Load and Index data from HDFS

164 views
Skip to first unread message

karteek chada

unread,
Jul 21, 2015, 4:53:15 PM7/21/15
to Druid User
Hello Druid Guru's,

I have few questions before i  load and index data from hdfs ( i did try an example did fail because i am sure i missed few steps before i run the task. hence the questions below)

  1. Do i have to add/modify any config or properties files in druid installation  to provide path or connectivity from druid to  hdfs?
  2. Are there any other environment settings i need to be aware of other than question 1

Regards
karteek

Gian Merlino

unread,
Jul 21, 2015, 5:11:58 PM7/21/15
to druid...@googlegroups.com
Hey Karteek, if you're not doing it already, try including your Hadoop jars and Hadoop config XMLs on Druid's classpath. Also, if you're using HDFS for deep storage (as opposed to just using Hadoop for indexing) then make sure to include the druid-hdfs-storage module as one of your extensions and set druid.storage.type=hdfs on all your Druid nodes.

--
You received this message because you are subscribed to the Google Groups "Druid User" group.
To unsubscribe from this group and stop receiving emails from it, send an email to druid-user+...@googlegroups.com.
To post to this group, send email to druid...@googlegroups.com.
To view this discussion on the web visit https://groups.google.com/d/msgid/druid-user/8f31fdb2-b838-430e-92b8-2aa87fb552e7%40googlegroups.com.
For more options, visit https://groups.google.com/d/optout.

Jz shen

unread,
Aug 24, 2015, 3:53:03 AM8/24/15
to Druid User
thanks Gian..glad to see your answer to this question.I've got confused how to use HDFS for my deep storage. I've used local file system as deep storage and it worked well, then i try to replace it with hdfs (p.s. i've got a hadoop cluster), i set the config file for editting storage type as hdfs, and provided a path such as "hdfs://<myHostName>:9000/<path-to-myDir>", i boot the druid, run my start-dfs.sh to boot hdfs. However, as a result it didn't keep my data into hdfs, instead, it make a recursion directories named hdfs:, <myHostName>:9000, <path-to-myDir>. Well, i have to admit that i didn't including my Hadoop jars and config XMLs on Druid's classpath. Would you please help me and tell me how to do it so that i can successfully set up deep storage using hdfs, thanks..

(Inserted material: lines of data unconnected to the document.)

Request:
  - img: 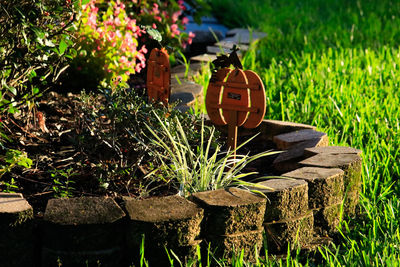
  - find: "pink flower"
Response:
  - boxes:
[153,3,160,15]
[114,17,121,26]
[188,32,196,45]
[171,24,181,37]
[182,17,189,25]
[172,10,182,23]
[139,45,148,54]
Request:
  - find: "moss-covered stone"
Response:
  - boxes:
[273,129,329,149]
[41,247,124,267]
[42,197,125,266]
[304,146,362,158]
[212,120,315,142]
[252,179,308,222]
[300,154,362,216]
[0,193,35,267]
[44,197,125,225]
[344,191,360,216]
[192,188,266,236]
[264,212,314,253]
[282,167,344,209]
[300,154,361,192]
[273,138,322,173]
[203,229,263,263]
[313,202,343,236]
[127,240,202,266]
[125,195,203,249]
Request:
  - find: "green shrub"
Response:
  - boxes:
[0,0,78,113]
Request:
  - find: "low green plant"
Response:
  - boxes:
[143,111,277,197]
[0,0,79,113]
[50,168,78,198]
[0,149,32,193]
[76,87,218,195]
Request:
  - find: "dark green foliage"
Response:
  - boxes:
[0,0,76,113]
[77,88,219,195]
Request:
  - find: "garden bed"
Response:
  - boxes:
[0,120,361,266]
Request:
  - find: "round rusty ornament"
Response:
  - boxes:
[206,68,266,128]
[147,48,171,105]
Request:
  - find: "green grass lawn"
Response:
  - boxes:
[203,0,400,266]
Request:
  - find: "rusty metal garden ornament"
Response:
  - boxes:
[206,48,266,157]
[147,48,171,106]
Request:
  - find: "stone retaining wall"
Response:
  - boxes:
[0,120,361,267]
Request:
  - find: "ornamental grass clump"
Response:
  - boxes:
[146,114,278,197]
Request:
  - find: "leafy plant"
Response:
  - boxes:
[77,88,218,195]
[126,0,194,50]
[69,0,147,89]
[50,168,78,198]
[0,0,79,113]
[143,114,277,197]
[0,149,32,192]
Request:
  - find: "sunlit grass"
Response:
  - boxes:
[184,0,400,266]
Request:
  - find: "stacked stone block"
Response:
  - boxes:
[192,188,266,262]
[282,167,344,236]
[125,195,203,266]
[0,193,35,267]
[300,153,362,216]
[252,178,314,253]
[41,197,125,267]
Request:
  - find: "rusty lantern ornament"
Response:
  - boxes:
[147,48,171,106]
[206,68,266,155]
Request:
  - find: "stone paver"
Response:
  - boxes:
[215,41,249,51]
[304,146,362,157]
[264,212,314,252]
[282,167,344,209]
[0,193,36,267]
[124,195,204,266]
[300,154,362,216]
[273,129,328,149]
[192,188,266,236]
[313,202,343,236]
[41,197,125,267]
[190,53,217,62]
[273,138,330,173]
[222,28,267,44]
[171,63,204,84]
[0,193,32,214]
[251,178,308,222]
[205,229,263,262]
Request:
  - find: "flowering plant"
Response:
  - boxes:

在 2015年7月22日星期三 UTC+8上午5:11:58,Gian Merlino写道:

Fangjin Yang

unread,
Aug 24, 2015, 9:52:40 PM8/24/15
to Druid User
Hi Jz,

You'll need to do 3 things to use HDFS for deep storage.

1) Include the HDFS extension in your list of extensions.
2) Set the proper configs to HDFS
3) Include relevant hadoop configuration files in the classpath of the nodes you are using.

If this doesn't work, can you share your ingestion spec?

Jz shen

unread,
Aug 25, 2015, 1:44:28 AM8/25/15
to Druid User
Hi, Fangjin,

Thanks a lot. What is "proper configs" in step 2) ?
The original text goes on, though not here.